Here's another example that will be more relevant to our subsequent discussion. So the mod N map, which sends Z to Z mod N, so this is a group homomorphisms. So hence, it's a Freiman homomorphism of every order. But it's not-- OK, so if you look at this map, and even if I restrict to here, so it's not a Freiman isomorphism just like earlier.

However-- let me go back to Z. So if A is a subset of integers with diameter less than N/s, then this map mod N maps A Freiman s-isomorphically onto its image. So even though mod N restricted to 1 through N is not a Freiman isomorphism of order 2, if I restrict to a subset that's, let's say, contained in some small interval, then all the additive structures are preserved.

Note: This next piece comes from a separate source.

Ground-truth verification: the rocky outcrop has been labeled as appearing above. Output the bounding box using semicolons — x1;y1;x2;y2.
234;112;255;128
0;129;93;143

So let me show you why. So this is not too hard once you get your head around the definition. So indeed, if you have group elements a1 through as, a prime 1 through a prime s, and if they satisfy the equation-- so if they satisfy this equations, so we're trying to verify that it is a Freiman s-isomorphism, namely the inverse of this map is a Freiman s-homomorphism, so if they satisfy this equation, so this is satisfying this additive relation in the image, in Z mod N, then note that the left-hand side-- so all of these A's are contained in a small interval, because the diameter of the set is less than N/s.

So if you look at how big a1 minus a1 prime can be it's, at most-- or, it's less than N/s in size. So the left-hand side, in absolute value, viewed as an integer-- so the left-hand side is less than N in absolute value, since the diameter of a is less than N/s. So you have some number here, which is strictly less than N in absolute value, and it's 0 mod N, so it must be actually equal to 0 as a number as an integer. So this verifies that the additive relations up to s-wise sums are preserved under the mod N map, if you restrict to a small interval.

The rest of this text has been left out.